Gavin Andresen Unwilling to Be “High Priest” of Bitcoin

The bitcoin network has been operating in a decentralized manner since its inception, perhaps one of the reasons why it has been an appealing industry or mode of transaction for many. However, there have been several issues concerning the system that might require some form of governance or oversight.

For one of the lead bitcoin developers Gavin Andresen, there is a difference between governance and government in the cryptocurrency arena. In his podcast for Epicenter Bitcoin, Andresen pointed out that while the development has been limited to a few people, there are several stakeholders such as companies, miners, payment processors, and everyday users involved.

On Bitcoin Governance

“When I say governance, I don’t mean government.

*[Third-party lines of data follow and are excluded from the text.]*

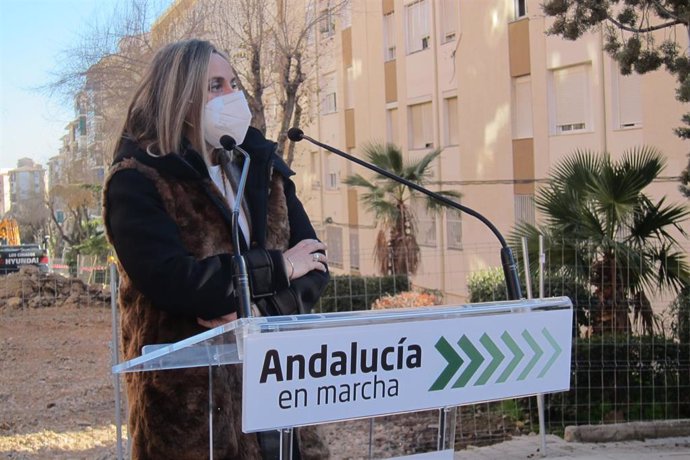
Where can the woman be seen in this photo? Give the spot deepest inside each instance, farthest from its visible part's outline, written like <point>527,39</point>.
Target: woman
<point>167,214</point>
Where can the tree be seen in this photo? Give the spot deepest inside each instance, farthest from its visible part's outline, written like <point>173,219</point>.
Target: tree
<point>611,235</point>
<point>272,51</point>
<point>32,219</point>
<point>396,250</point>
<point>631,31</point>
<point>72,213</point>
<point>105,66</point>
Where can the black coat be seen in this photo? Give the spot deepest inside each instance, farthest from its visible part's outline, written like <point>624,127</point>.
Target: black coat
<point>170,227</point>
<point>148,244</point>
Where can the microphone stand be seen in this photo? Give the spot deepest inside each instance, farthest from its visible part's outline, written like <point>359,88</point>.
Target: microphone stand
<point>241,274</point>
<point>507,259</point>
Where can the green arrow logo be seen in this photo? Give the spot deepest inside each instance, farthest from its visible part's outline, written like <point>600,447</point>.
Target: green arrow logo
<point>496,359</point>
<point>517,357</point>
<point>557,350</point>
<point>537,354</point>
<point>454,362</point>
<point>476,360</point>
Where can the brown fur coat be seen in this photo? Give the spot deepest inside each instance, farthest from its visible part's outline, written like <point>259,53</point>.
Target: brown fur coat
<point>168,410</point>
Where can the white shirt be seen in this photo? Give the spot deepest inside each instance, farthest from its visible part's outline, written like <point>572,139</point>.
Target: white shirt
<point>226,189</point>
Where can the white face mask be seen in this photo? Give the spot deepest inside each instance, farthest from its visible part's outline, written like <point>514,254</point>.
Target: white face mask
<point>229,115</point>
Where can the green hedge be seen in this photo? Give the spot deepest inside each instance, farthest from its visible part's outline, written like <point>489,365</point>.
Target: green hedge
<point>616,379</point>
<point>350,293</point>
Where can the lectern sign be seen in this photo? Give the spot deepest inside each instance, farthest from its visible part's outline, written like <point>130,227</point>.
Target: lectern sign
<point>302,377</point>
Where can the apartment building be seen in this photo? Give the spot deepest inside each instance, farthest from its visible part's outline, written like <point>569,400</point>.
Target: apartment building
<point>4,191</point>
<point>27,184</point>
<point>505,101</point>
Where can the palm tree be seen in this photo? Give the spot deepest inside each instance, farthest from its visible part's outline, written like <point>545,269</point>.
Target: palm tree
<point>396,249</point>
<point>611,235</point>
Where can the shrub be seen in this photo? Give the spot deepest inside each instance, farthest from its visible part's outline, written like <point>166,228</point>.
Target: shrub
<point>351,293</point>
<point>487,285</point>
<point>407,299</point>
<point>615,379</point>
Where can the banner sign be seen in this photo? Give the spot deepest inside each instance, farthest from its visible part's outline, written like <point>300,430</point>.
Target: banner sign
<point>303,377</point>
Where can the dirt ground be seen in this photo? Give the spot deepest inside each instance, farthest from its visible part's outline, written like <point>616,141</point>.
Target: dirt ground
<point>57,397</point>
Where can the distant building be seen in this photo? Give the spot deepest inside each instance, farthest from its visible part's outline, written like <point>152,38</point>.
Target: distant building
<point>26,183</point>
<point>4,192</point>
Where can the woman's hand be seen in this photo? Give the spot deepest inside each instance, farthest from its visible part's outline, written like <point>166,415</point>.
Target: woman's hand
<point>215,322</point>
<point>305,257</point>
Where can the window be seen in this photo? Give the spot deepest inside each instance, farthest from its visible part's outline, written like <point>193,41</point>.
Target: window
<point>449,20</point>
<point>426,223</point>
<point>420,120</point>
<point>332,172</point>
<point>417,31</point>
<point>346,16</point>
<point>453,229</point>
<point>522,108</point>
<point>354,249</point>
<point>389,37</point>
<point>82,125</point>
<point>309,17</point>
<point>392,126</point>
<point>328,96</point>
<point>452,132</point>
<point>570,101</point>
<point>327,27</point>
<point>524,209</point>
<point>520,8</point>
<point>334,240</point>
<point>315,170</point>
<point>350,88</point>
<point>627,103</point>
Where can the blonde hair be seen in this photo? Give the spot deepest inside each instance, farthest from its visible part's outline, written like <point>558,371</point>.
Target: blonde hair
<point>172,93</point>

We’re governed by all sorts of things,” Andresed clarified in the podcast with hosts Brian Fabian Crain and Sebastien Couture. “We’re governed by our government, we’re governed by the laws of physics, we’re governed by social norms. There are all sorts of things that affect our behavior.”

Recall that the bitcoin network was recently subjected to a hard fork, wherein two separate versions of the software are being run. This was done to enable the network to choose which version to favor – Bitcoin Core or Bitcoin XT – and to help settle the block size debate in increasing the limit from the current 1MB. Many argue that increasing the block size limit would enable the network to facilitate more transactions at shorter times, but this decision might have negative repercussions for other members of the community, hence the standstill.

Other developers have also clamored for a more organized form of decision-making in the community, with some writing an open letter to propose events in which a consensus can be reached. “I don’t think it’s going to make or break bitcoin if the discussion goes nowhere, because when it comes right down to it, the governance is whatever code the people are willing to run,” said Andresen in the podcast. “I don’t think any of us… want to be the high priests of Bitcoin. We need to find a new way of governing, a new way of coming to decisions and have everyone be happy with the process and the decisions that are reached.”